Neighboring channel bleed-over: combine multiple FFT bins?

charlie-foxtrot commented 4 years ago

I'm picking up multiple NFM channels, some really well but others are getting a lot of bleed-over from neighboring channels. Channels are 5 KHz wide with 7.5 KHz spacing. I'm using an FFT size of 1024 and sample rate of 2.4 MHz so bins are ~4.69 KHz wide.

I think what I want to do is increase the FFT size to reduce the bleed-over, but when I do that things get worse on the "good" channels, likely because only a single bin's worth of signal is being used. So now I'm thinking of increasing the FFT size and using multiple bins based on the signal bandwidth.

This would mean adding a bandwidth configuration to the channel, then if set, combine multiple bins as necessary to cover at least that bandwidth. Setting FFT size at 2048 and combining 3 bins would be ~7.03 KHz or FFT size of 4096 and 5 bins would be ~5.86 KHz.

Does this approach sound right? Are there better alternatives? Any pointers of how / where / when to combine multiple FFT bins (I know enough to get myself into trouble, but maybe not enough to get out)?

szpajder commented 4 years ago

A better way would be to use larger bins and then band-pass-filter and downconvert every individual channel that falls into the chosen bin.

charlie-foxtrot commented 4 years ago

Larger bin and bandpass I understand, but if a channel’s center frequency is at a bin edge / spanning bins that wont be enough.

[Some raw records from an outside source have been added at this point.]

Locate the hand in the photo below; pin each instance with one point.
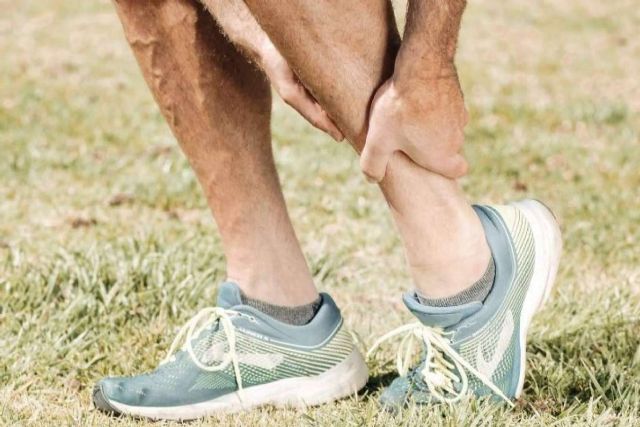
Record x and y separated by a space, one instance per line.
293 92
424 120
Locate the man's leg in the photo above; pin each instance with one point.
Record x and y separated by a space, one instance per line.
342 52
240 354
219 108
474 331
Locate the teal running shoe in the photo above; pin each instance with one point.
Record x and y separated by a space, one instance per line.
236 358
480 348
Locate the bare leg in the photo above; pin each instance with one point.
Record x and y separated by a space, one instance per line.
219 108
343 51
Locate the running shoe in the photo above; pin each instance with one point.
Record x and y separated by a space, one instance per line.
236 358
479 348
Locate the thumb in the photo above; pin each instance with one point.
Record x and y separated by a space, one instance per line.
374 160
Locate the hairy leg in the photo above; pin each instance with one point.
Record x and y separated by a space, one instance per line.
219 108
342 52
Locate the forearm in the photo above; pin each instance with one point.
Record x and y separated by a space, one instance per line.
430 39
241 28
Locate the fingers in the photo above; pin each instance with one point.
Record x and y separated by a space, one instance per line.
374 160
298 97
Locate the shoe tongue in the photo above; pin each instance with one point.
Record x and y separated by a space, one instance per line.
440 317
229 295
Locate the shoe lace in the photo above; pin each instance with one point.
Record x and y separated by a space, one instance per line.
439 374
208 317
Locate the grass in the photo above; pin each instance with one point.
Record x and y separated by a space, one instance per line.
106 245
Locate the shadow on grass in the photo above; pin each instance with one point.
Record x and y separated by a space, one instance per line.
377 383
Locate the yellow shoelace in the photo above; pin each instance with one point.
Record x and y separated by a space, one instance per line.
204 318
438 373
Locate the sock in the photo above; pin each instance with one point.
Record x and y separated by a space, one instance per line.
298 315
476 292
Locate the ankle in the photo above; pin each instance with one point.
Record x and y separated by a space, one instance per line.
445 278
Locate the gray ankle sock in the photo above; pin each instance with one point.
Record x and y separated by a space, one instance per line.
298 315
476 292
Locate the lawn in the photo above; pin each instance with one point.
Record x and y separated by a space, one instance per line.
107 247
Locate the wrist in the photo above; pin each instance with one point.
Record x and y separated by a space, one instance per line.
418 69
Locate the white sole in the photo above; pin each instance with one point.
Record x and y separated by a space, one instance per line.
343 380
548 248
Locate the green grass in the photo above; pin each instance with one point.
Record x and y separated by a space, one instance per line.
106 245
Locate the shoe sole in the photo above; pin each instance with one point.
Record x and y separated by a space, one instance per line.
548 248
341 381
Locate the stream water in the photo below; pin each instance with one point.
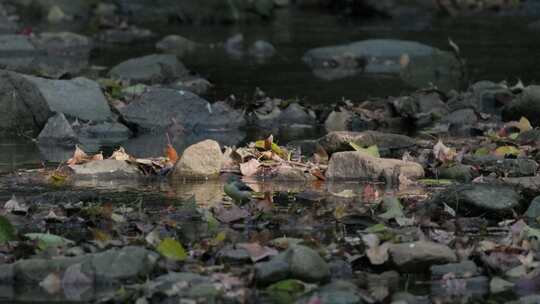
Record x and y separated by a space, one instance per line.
495 50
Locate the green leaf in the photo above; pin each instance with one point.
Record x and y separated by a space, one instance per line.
259 144
371 150
392 207
46 240
481 152
507 150
286 291
7 231
172 249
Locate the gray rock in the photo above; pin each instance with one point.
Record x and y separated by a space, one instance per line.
272 271
113 265
472 287
122 264
386 142
105 169
298 262
459 172
338 292
58 131
131 34
307 265
151 69
65 53
361 166
157 108
478 198
22 106
232 255
526 105
79 98
200 161
533 212
503 167
183 285
338 121
262 49
419 256
177 45
415 63
462 269
47 54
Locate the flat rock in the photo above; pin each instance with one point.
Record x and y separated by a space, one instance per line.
150 69
58 131
202 160
478 198
158 109
356 165
106 169
79 97
386 142
419 256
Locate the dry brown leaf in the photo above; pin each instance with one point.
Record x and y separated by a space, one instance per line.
120 154
79 156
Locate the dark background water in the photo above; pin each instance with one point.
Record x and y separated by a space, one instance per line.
496 48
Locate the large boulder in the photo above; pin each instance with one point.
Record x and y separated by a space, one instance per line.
105 169
527 105
200 161
151 69
417 64
48 54
157 109
419 256
386 142
79 97
479 199
22 107
355 165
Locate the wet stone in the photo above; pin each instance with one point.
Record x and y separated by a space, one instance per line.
419 256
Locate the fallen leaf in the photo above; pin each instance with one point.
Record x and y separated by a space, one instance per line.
377 254
120 154
51 283
371 150
392 207
15 207
7 231
523 125
443 153
257 252
172 249
46 240
507 151
79 157
250 167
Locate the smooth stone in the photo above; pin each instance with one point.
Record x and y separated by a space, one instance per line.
202 160
419 256
362 166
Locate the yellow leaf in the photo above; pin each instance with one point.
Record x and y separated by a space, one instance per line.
172 249
507 150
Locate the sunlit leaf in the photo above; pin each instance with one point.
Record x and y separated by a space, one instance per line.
172 249
507 151
7 231
392 207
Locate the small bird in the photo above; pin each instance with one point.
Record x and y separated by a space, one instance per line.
238 190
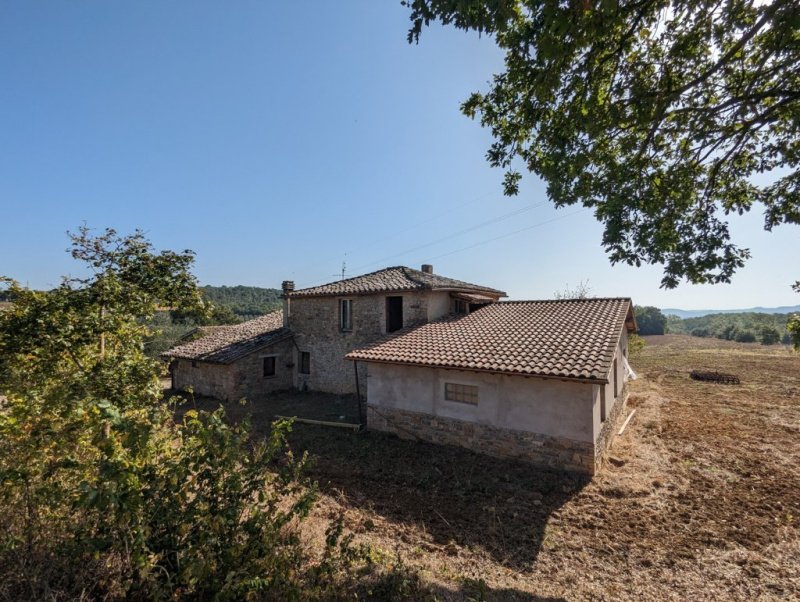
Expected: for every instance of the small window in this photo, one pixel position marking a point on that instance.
(305, 362)
(394, 313)
(461, 393)
(346, 314)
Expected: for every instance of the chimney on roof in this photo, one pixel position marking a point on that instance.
(288, 287)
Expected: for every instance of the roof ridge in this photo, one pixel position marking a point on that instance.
(511, 301)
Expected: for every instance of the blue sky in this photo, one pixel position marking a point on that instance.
(281, 139)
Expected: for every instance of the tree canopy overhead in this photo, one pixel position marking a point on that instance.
(662, 116)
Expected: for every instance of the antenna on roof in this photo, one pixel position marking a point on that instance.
(341, 275)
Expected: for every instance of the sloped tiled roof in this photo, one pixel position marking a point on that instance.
(565, 338)
(224, 345)
(396, 279)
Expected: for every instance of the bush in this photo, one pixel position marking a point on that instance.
(770, 336)
(104, 495)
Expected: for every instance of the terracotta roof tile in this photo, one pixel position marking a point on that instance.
(224, 345)
(566, 338)
(394, 279)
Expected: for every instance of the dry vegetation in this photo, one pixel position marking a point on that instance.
(700, 499)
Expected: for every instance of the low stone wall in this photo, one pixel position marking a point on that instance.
(551, 452)
(610, 427)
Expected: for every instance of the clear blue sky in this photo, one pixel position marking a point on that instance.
(279, 139)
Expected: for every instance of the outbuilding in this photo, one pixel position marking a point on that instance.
(543, 381)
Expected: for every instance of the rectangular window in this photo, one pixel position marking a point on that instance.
(305, 362)
(346, 314)
(461, 393)
(394, 313)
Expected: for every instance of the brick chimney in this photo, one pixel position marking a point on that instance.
(288, 287)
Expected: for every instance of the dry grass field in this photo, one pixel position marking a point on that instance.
(700, 498)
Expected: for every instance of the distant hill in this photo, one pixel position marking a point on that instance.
(696, 313)
(244, 301)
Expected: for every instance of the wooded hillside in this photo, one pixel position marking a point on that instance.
(244, 301)
(745, 327)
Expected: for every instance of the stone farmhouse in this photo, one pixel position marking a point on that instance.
(435, 359)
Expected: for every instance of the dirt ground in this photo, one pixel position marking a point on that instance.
(699, 500)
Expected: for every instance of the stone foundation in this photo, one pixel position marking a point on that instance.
(551, 452)
(610, 427)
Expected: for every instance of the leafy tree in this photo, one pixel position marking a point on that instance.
(104, 495)
(770, 336)
(656, 114)
(650, 320)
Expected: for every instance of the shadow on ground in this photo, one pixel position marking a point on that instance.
(456, 497)
(445, 497)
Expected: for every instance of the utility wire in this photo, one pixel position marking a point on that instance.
(481, 243)
(490, 222)
(413, 225)
(486, 242)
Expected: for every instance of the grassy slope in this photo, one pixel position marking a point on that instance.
(700, 499)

I don’t understand the trade offs between the FFT approach and filtering. Is there a reasonable upper limit to “larger bins”? Taking this approach to the extreme would be a single “bin” (ie no FFT at all) and just using bandpass filters to pull out each channel

szpajder commented 4 years ago

What you have just described is the most straightforward way of signal channelization called direct downconversion. Of course it works, but its main drawback is that it is very computationally expensive, because filtering and downconversion need to be performed on the wideband signal at the full sampling rate (be it 2.5Msps for the RTL or even 10 or more Msps for other, more capable receivers). What's more, computational load increases linearly with the number of narrowband channels being extracted from the wideband signal. This is not a big deal for big fat multicore x86-64 CPUs, but all these little single board computers would struggle with just a couple of channels. This is why other ways of signal channelization have been invented, including FFT channelizer being used in this program. No matter how many channels you configure, the CPU load is more-or-less constant, because the only two operations performed at full sampling rate are signal windowing and FFT. The break-even with DDC is AFAIR at about 3-4 channels.

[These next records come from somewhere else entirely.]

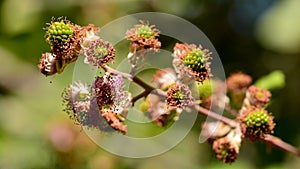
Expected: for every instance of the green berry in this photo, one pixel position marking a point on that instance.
(196, 60)
(257, 122)
(178, 95)
(101, 51)
(144, 31)
(59, 32)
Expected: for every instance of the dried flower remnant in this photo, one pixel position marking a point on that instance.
(214, 130)
(158, 110)
(179, 96)
(112, 100)
(192, 61)
(76, 99)
(256, 123)
(48, 64)
(143, 36)
(97, 51)
(114, 120)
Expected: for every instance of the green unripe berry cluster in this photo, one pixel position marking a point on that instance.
(101, 51)
(178, 95)
(144, 31)
(59, 32)
(257, 121)
(196, 60)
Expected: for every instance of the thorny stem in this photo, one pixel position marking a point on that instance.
(275, 141)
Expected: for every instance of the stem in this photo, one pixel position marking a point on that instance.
(216, 116)
(281, 144)
(141, 95)
(114, 71)
(142, 84)
(275, 141)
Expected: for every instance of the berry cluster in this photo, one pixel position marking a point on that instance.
(104, 104)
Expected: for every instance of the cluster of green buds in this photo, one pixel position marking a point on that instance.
(191, 62)
(104, 104)
(256, 123)
(65, 39)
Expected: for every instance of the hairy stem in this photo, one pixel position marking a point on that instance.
(275, 141)
(216, 116)
(114, 71)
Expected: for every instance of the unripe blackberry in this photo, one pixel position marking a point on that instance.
(196, 60)
(256, 123)
(179, 96)
(59, 32)
(144, 31)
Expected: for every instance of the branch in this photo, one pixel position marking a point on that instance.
(116, 72)
(216, 116)
(273, 140)
(281, 144)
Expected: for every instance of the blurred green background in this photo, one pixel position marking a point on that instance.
(253, 36)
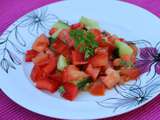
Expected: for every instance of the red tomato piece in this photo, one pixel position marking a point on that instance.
(111, 79)
(52, 31)
(98, 35)
(30, 54)
(77, 26)
(97, 89)
(56, 77)
(51, 65)
(37, 73)
(78, 58)
(93, 72)
(72, 73)
(41, 43)
(99, 60)
(41, 59)
(48, 85)
(101, 50)
(64, 35)
(71, 91)
(132, 73)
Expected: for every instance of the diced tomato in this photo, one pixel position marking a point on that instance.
(51, 65)
(101, 50)
(30, 54)
(98, 34)
(72, 73)
(77, 26)
(126, 57)
(97, 89)
(48, 85)
(41, 59)
(132, 73)
(41, 43)
(52, 31)
(78, 58)
(99, 60)
(93, 72)
(64, 35)
(71, 91)
(67, 53)
(56, 77)
(37, 73)
(111, 79)
(59, 46)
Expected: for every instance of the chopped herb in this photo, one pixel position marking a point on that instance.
(81, 84)
(61, 90)
(86, 40)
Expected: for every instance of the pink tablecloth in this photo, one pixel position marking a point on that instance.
(10, 10)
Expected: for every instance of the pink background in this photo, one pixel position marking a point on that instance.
(10, 10)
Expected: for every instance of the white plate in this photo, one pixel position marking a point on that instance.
(120, 18)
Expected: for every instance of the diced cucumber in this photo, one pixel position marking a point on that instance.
(89, 23)
(124, 49)
(62, 63)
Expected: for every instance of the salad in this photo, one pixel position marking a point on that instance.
(81, 57)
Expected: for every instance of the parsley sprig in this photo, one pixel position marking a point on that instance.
(86, 41)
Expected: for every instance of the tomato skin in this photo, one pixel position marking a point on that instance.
(37, 73)
(111, 79)
(51, 65)
(52, 31)
(64, 35)
(41, 59)
(77, 26)
(49, 85)
(30, 54)
(56, 77)
(99, 60)
(97, 33)
(97, 89)
(71, 91)
(41, 43)
(132, 73)
(93, 72)
(72, 73)
(78, 58)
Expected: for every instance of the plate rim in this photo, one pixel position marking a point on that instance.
(61, 2)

This program dates back to the times of Raspberry Pi v1, which had just a single core ARMv6 CPU. With a signal of 2.5 Msps it couldn't do DDC with more than 1 narrowband channel. FFT channelization was therefore a must and it had to be done on the GPU, because the main CPU was unable to do 8000 FFTs of size 512 per second.

As newer generations of RPi (and other SBCs) came out, this became less of an issue. Over the course of 3 generations the main CPU of the RPi got a lot more performance boost than it's GPU, so it's no longer a problem to run the program without GPU being used. But still, FFT channelization is a lot more computationally efficient than direct downconversion. The result is that you can do more channels simultaneously before the CPU gets saturated.

charlie-foxtrot commented 4 years ago

@szpajder thanks for the detailed answer, that really helps.

Looking around it seems that doing a lowpass filter after down converting is a common approach so I've been playing with that. I have it working well to drop the power of the side channels, but because it is after the squelch logic, the channel is still "activated". I've tried moving the filtering before the squelch but hit performance issues quickly (rpi4 with 54 channels).

While I play with various approaches it would be nice to run the exact same input through each time. Do you have a way to play a recording through? If not, I was thinking of adding an input-file that can take in a rtl_sdr recording (or any binary file for that matter)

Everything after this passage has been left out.